February 4, 2023 at 5:52 am #272298I took a KD3 tank to an automotive machine shop, years back. They surfaced the halves on their giant, foot-wide, horizontal belt sander, used for truing up cylinder heads. It took him five minutes, tops, and he charged me twenty bucks. But it would have taken me HOURS of aggravation, so it was a win-win for the tech and for me. I used anaerobic sealant, like for a crank case, on the flanges. It worked long enough for a successful, hour-long boat ride, then the tank was drained, the engine pickled and it was on to the next engine. I don’t know if the sealant would work indefinitely, or not. I have also made thin gaskets for those tanks, which is very tedious, but worked to seal it.
Long live American manufacturing!
February 4, 2023 at 9:17 am #272305Bill, I’m “in the sticks”, so to say, so I won’t be looking for an engine machine shop.
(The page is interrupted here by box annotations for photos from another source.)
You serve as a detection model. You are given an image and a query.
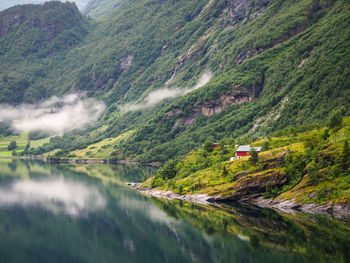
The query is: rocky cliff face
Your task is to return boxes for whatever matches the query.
[0,1,87,54]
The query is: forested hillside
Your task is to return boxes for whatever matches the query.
[0,0,350,162]
[83,0,126,18]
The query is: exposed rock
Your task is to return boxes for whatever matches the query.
[214,171,287,201]
[228,0,270,25]
[251,197,350,219]
[127,183,213,205]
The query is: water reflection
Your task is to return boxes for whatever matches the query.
[0,178,106,219]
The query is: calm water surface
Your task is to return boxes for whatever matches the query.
[0,160,350,263]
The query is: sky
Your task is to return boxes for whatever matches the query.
[0,0,89,11]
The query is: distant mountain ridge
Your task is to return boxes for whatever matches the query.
[0,0,89,11]
[0,0,350,162]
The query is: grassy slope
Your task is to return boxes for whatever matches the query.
[144,118,350,204]
[0,0,350,165]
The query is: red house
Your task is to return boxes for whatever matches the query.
[235,145,261,158]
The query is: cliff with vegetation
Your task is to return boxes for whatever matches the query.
[0,0,350,172]
[143,116,350,216]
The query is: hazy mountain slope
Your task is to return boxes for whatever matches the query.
[0,2,89,103]
[0,0,350,164]
[83,0,126,18]
[0,0,89,11]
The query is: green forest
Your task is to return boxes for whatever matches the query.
[0,0,350,168]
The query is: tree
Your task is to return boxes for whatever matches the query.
[329,110,343,130]
[203,141,213,152]
[7,141,17,151]
[249,147,259,165]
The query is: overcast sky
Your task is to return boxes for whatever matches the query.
[0,0,89,11]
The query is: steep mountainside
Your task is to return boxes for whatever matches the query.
[83,0,126,18]
[0,0,350,165]
[0,0,89,11]
[0,2,89,103]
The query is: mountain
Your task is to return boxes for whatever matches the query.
[0,0,88,11]
[83,0,126,18]
[0,0,350,165]
[0,2,89,103]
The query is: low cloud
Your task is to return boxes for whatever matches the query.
[0,178,106,217]
[0,94,106,135]
[120,71,213,112]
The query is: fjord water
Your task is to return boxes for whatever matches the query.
[0,160,350,263]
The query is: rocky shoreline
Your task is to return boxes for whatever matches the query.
[127,183,350,220]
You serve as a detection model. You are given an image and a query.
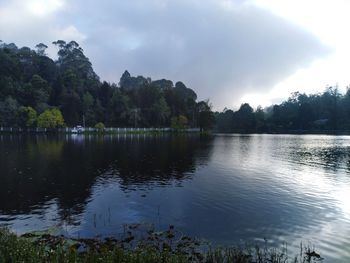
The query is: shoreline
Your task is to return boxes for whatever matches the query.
[0,228,323,263]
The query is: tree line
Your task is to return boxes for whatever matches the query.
[0,40,214,129]
[215,86,350,133]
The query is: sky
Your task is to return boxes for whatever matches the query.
[0,0,350,110]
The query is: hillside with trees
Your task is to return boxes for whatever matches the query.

I’ll check the tank halves with a straight edge first, and hopefully a little lapping
will suffice……. one can always “hope”!
However is seal the halves, I may just slosh some Kreem around in the tank afterward
for “good luck”.Prepare to be boarded!
February 4, 2023 at 3:17 pm #272331For better or worse, but hopefully better than it was,
I lapped the tank halves today, and sealed them with
Seal-All, which was the best thing I had handy,
and will slosh some Kreem gas tank sealer around in
it tomorrow.I barely had enough “spray on” adhesive to glue down
the four sheet of 100 grit sandpaper onto my window glass.
The top half of the tank lapped down in about 5 minutes,
the bottom half took over 1/2 hour, but that was including
the time it took to repair my air hose after the end blew off….
that’s always exciting!
Getting there. The front of both halves seem to be the lowest,
for whatever reason.The studs seem to all original, and I even put the long ones
in the rear like I was suppose to.
I found some copper washers that I used under the nuts…. it
had no washer before.Prepare to be boarded!